Stimulus will leave US even more vulnerable, experts warn
WASHINGTON – EVEN if Federal Reserve chairman Ben Bernanke, United States President George W. Bush and the US Congress win the battle to avert a recession in the US this year, they risk losing the war to strengthen the economy for the long term.
US economic growth will get a boost in the second half of this year, as consumers spend some of the US$107 billion (S$150.6 billion) in tax rebates passed by Congress and signed by Mr Bush this month.
The US may suffer a letdown afterward, as the kick from the stimulus wears off, leaving the economy vulnerable to its underlying weaknesses: a retrenching financial industry, indebted consumers and slowing productivity growth.

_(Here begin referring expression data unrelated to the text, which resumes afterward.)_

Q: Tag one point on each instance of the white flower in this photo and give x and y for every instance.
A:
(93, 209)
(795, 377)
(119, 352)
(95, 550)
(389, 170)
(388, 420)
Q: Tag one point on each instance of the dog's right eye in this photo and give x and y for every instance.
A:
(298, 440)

‘This is not a one- or two-quarter phenomenon,’ says economist Neal Soss of Credit Suisse. ‘This is not a V-shaped event. It’s a slowgrowth scenario.’
Fed officials see growth picking up to more than 2 per cent next year, as inflation ebbs to 2 per cent or below.

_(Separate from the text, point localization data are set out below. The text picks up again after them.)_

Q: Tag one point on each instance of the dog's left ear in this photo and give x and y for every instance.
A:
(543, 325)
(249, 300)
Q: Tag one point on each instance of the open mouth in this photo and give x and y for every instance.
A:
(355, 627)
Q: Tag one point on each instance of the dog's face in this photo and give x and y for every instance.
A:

Mr Bernanke is slated to discuss the central bank’s forecast in a testimony to Congress tomorrow and on Thursday.
So far, the Fed’s deepest interest rate cuts since 2001 have not helped the financial markets or the economy. What they have caused is an increase in inflation expectations, with the price of gold soaring to a record US$958.40 an ounce last week.

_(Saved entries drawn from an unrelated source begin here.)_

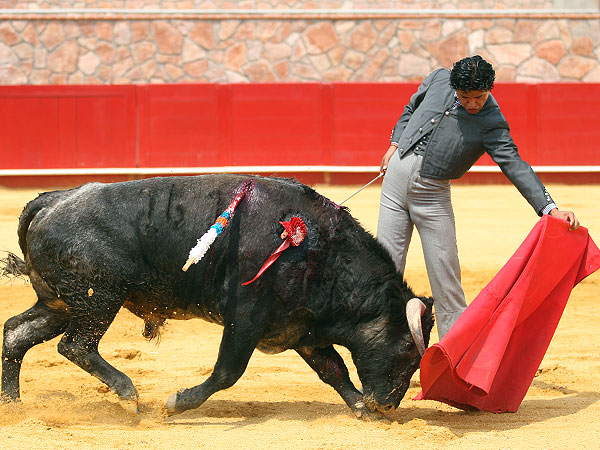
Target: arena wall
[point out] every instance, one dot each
(144, 86)
(279, 128)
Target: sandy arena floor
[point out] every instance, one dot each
(280, 403)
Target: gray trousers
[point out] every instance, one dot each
(409, 200)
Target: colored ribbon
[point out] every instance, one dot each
(294, 234)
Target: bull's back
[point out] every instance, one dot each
(139, 233)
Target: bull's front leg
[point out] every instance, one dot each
(240, 337)
(332, 370)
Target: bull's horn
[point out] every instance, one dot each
(414, 311)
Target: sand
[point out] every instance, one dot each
(279, 403)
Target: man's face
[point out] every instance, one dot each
(472, 101)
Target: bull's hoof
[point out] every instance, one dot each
(171, 405)
(130, 405)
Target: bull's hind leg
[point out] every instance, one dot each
(240, 337)
(332, 370)
(80, 346)
(36, 325)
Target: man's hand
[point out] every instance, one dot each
(566, 215)
(386, 158)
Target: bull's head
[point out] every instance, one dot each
(392, 353)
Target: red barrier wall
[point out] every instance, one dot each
(208, 125)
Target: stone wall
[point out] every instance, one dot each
(286, 4)
(205, 43)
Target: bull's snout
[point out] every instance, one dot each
(383, 408)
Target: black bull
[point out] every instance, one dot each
(90, 250)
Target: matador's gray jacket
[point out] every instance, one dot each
(458, 139)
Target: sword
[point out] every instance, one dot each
(370, 182)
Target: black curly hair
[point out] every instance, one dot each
(472, 73)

What is more, say economists Soss and Ethan Harris of Lehman Brothers, policymakers face structural changes in the economy that are not so susceptible to the traditional tools of interest-rate and tax cuts.
As a result, Mr Soss sees the economy expanding just 1.3 per cent this year and about 1.5 per cent next year.
Mr Harris is even more pessimistic. He sees growth easing to 0.9 per cent next year from 1.1 per cent this year and 2.5 per cent last year.
Fed officials acknowledged in the minutes of their last meeting on Jan 29 and 30 that they were having trouble getting ahead of the credit squeeze in financial markets.
The financial industry is curtailing credit and conserving capital after a decade-long boom in profits went bust in the third quarter.
Following mounting losses on past loans, banks have already taken write-offs of US$163 billion since the beginning of last year.
A Fed survey released on Feb 4 found that banks had become stingier in granting credit during the previous three months.
Fed officials say they expect that to continue, making it harder for the central bank to stimulate the economy through lower borrowing costs.
‘The Fed can give liquidity to the markets, but the Fed cannot do much if the markets are afraid of solvency risks,’ said Mr Robert McTeer, a former Dallas Fed president.
Consumers, until now the driving force behind the expansion, are feeling the squeeze. While households will get a short-term boost from the coming tax rebates, their longer-run finances look shakier.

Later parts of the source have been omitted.